Thursday, August 11, 2011

Hatteras Inlet

If you have ridden the Hatteras Inlet ferry you may have noticed several pilings on the beach on the north end of Ocracoke Island. This is all that remains of the US Coast Guard Station that was built there in 1917. It washed into the sea after a series of hurricanes in the mid-1950s.

The Hatteras Inlet Station during WWII:

(Click on photo to view a larger image.)

This was the second station built at Hatteras Inlet. The first was a US Life Saving Station constructed in 1883. In 1915 the Life Saving Service joined with the Revenue Cutter Service to create the Coast Guard. A second station, in Ocracoke village, had already been put into service in 1905. That building was replaced after WWII, and is now the campus of NCCAT (the North Carolina Center for the Advancement of Teaching).

The US Coast Guard still maintains a presence on Ocracoke. They and their predecessors have been an important part of island history for more than 100 years. We salute the "Coasties" and their contributions to Ocracoke and our nation!

Our latest Ocracoke Newsletter is Lou Ann's story of the Night Blooming Cereus Cactus. You can read it here:


  1. Debbie Leonard7:55 AM

    What are the metal piling/canal looking things just north of the North Pond area? I noticed them while kayaking and wondered if you know what they are (or were). Thanks!

  2. Dawn Taylor8:11 AM

    A post that is dear to my heart. Long family history of those who served in the LSS and Coast Guard. Thanks for a wonderful morning blog !

  3. Anonymous9:01 AM

    Please describe the Coast Guard's "presence" on Ocracoke now. Are any Coast Guard personnel actually stationed on Ocracoke?

  4. Anonymous2:02 PM

  5. Dawn Taylor6:12 PM

    Was at the Graveyard of the Atlantic Museum in Hatteras, earlier today. Doing research on the ships timbers that came from the Schooner, the Carroll A. Deering. Found out after questioning the man in the gift shop, that the store front windows came from the old Hatteras Inlet Coast Guard Station.

  6. Re. the links posted by anon. at 2:02: The first link is now out of date, as the station itself has been de-activated. The building is now the Ocracoke campus of NCCAT (North Carolina Center for the Advancement of Teaching). The second link is to a Coast Guard cutter, "Ocracoke."

  7. Debbie, I believe the metal structure you are referring to is the remnants of an old bulkhead or seawall. Erosion has claimed the surrounding land.

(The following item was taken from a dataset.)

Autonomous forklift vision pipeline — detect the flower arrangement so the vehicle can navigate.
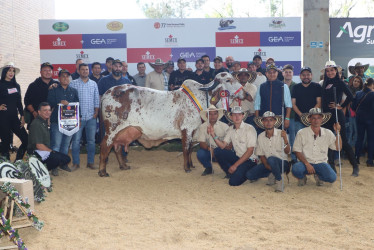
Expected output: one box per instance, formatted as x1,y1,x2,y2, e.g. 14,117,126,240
0,208,27,249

  8. The Coast Guard keeps a small patrol boat at the NCCAT dock (the former Coast Guard station). I don't know how many personnel stay at Ocracoke, or for how long, but their permanent station is Hatteras Inlet. While on Ocracoke they live in the condos at the former Boyette House motel.

  9. Debbie Leonard8:34 PM

    Thanks Philip, It does look like that's what it could be but I was confused b/c it is completely surrounded by water. Interesting to paddle around though.